NEWS | POPI is here - are you ready for it?
POPI is here - are you ready for it?
With the national lockdown as a result of the COVID-19 pandemic keeping us all a little preoccupied, you might have missed the news that the Protection of Public Information (POPI) Act came into law on 1 July 2020.
All businesses handling personal information have until 1 July 2021 to implement the necessary processes and procedures to ensure compliance.
What does the POPI Act entail?
Firstly, it seeks to protect:
- The public's personal information (defined as any information that distinguishes one person from another)
- Data associated with any legal entity (from private companies and NGOs to people)
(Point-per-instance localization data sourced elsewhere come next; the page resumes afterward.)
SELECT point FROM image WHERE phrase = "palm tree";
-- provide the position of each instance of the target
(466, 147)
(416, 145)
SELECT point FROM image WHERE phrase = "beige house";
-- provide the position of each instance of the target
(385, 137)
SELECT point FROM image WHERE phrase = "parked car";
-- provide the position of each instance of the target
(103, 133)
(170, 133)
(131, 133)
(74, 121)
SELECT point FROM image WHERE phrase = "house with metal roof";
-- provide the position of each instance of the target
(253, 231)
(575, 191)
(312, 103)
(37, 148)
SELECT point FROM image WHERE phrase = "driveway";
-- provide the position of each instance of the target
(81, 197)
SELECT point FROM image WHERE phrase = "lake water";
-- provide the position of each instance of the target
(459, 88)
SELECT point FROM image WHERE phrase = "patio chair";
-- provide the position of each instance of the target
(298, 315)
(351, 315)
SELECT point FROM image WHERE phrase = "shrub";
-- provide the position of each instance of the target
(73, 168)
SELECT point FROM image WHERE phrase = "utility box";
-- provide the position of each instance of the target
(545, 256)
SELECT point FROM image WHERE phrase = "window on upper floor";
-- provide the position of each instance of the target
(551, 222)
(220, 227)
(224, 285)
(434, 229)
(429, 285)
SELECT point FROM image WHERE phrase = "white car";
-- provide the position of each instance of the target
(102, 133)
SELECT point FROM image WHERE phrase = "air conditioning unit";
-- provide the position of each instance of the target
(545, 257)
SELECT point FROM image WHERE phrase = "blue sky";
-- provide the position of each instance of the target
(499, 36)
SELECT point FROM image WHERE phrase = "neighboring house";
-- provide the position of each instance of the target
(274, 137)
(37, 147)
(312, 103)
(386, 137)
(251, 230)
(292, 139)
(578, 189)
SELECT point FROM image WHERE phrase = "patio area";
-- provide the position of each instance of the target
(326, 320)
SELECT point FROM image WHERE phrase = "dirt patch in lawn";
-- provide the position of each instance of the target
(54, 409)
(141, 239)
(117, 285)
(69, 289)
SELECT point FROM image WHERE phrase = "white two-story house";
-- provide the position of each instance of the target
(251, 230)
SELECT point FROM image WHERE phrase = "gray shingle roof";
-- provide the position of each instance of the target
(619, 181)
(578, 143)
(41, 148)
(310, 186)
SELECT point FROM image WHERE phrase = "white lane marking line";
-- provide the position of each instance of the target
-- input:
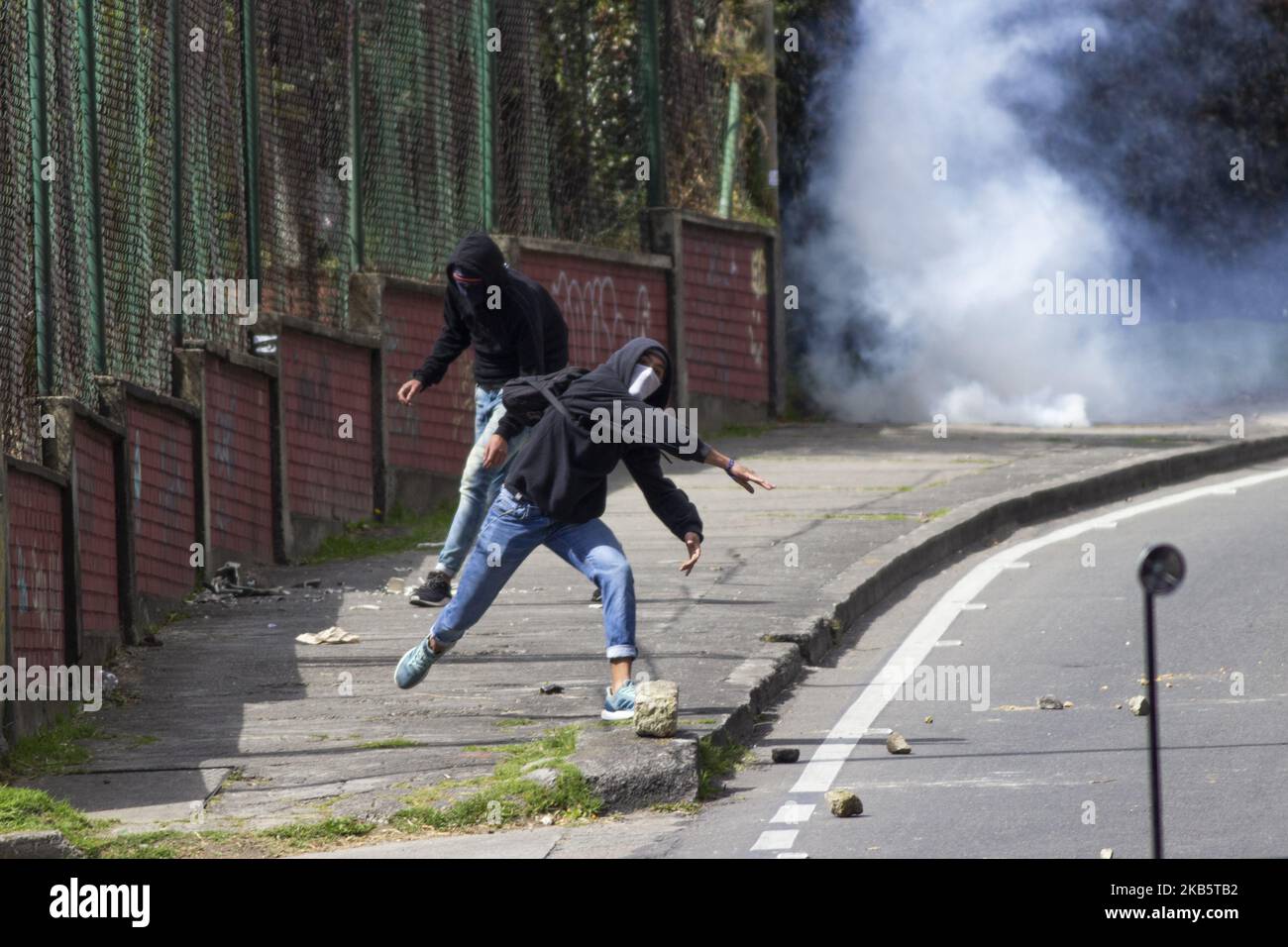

- All the data related to all these entities, i.e. employee, customer, supplier and all stakeholder information
Next, it aims to govern the handling of personal information:
- Only personal information needed for a specific purpose can be collected and stored
- Access to this data must be restricted
- The legal entity owning the data is permitted to view it on request
How to ensure POPI compliance
It's easy to forget about documents when they're no longer in active use or go into storage. But when it comes to personal information, out of sight is not out of mind. Here's why:
- POPI makes specific provision for the correct storage and destruction of documents containing personal data - get to know the requirements of the law and make sure you meet them
- You need to know why personal data is being collected in your business. Where and how it is being stored and destroyed - appoint a responsible, trusted person who knows the flow of information in your organisation to take ownership for this.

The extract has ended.